Mohammad Hossain*, Carlos E. Enci, Jonathan R. Dimmock and Umashankar Das Pages 1 - 12 ( 12 )
This review outlines the discovery and development of a novel series of 1-[4-2-aminoethoxy)phenylcarbonyl]- 3,5-bis-(benzylidene)-4-piperidones 5-8 as potential drug candidates over the last 15 years in our laboratory. Many of these compounds demonstrate excellent cytotoxic properties and are often more potent than contemporary anticancer drugs.

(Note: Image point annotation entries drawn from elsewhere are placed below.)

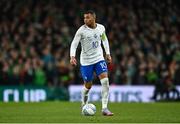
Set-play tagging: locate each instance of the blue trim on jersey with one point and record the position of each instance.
(98, 68)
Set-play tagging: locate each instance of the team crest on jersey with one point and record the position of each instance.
(95, 35)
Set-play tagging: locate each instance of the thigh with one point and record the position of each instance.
(101, 68)
(87, 73)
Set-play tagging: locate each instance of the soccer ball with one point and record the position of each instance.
(89, 109)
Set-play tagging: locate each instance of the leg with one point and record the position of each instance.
(87, 75)
(85, 91)
(105, 93)
(101, 71)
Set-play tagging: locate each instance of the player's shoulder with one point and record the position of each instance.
(100, 26)
(82, 28)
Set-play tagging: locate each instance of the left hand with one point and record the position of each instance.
(109, 59)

Two highly important features of many of these molecules are first, the greater tumour-selective toxicity and second, the ability of these molecules to act as modulators of multi-drug resistance. The modes of action of some of the potent compounds are by apoptosis induction, generation of reactive oxygen species, activation of certain caspases and affecting mitochondrial functions. These molecules also display promising antimalarial and antimycobacterial properties. In a short term toxicity study, these molecules are well tolerated in mice. Structure-activity relationships, and a drug delivery system along with pharmacokinetic studies and metabolic stability of these compounds have been presented. The positive characteristics associated the series 5-8 warrants their further evaluations as candidate antineoplastic drug candidates.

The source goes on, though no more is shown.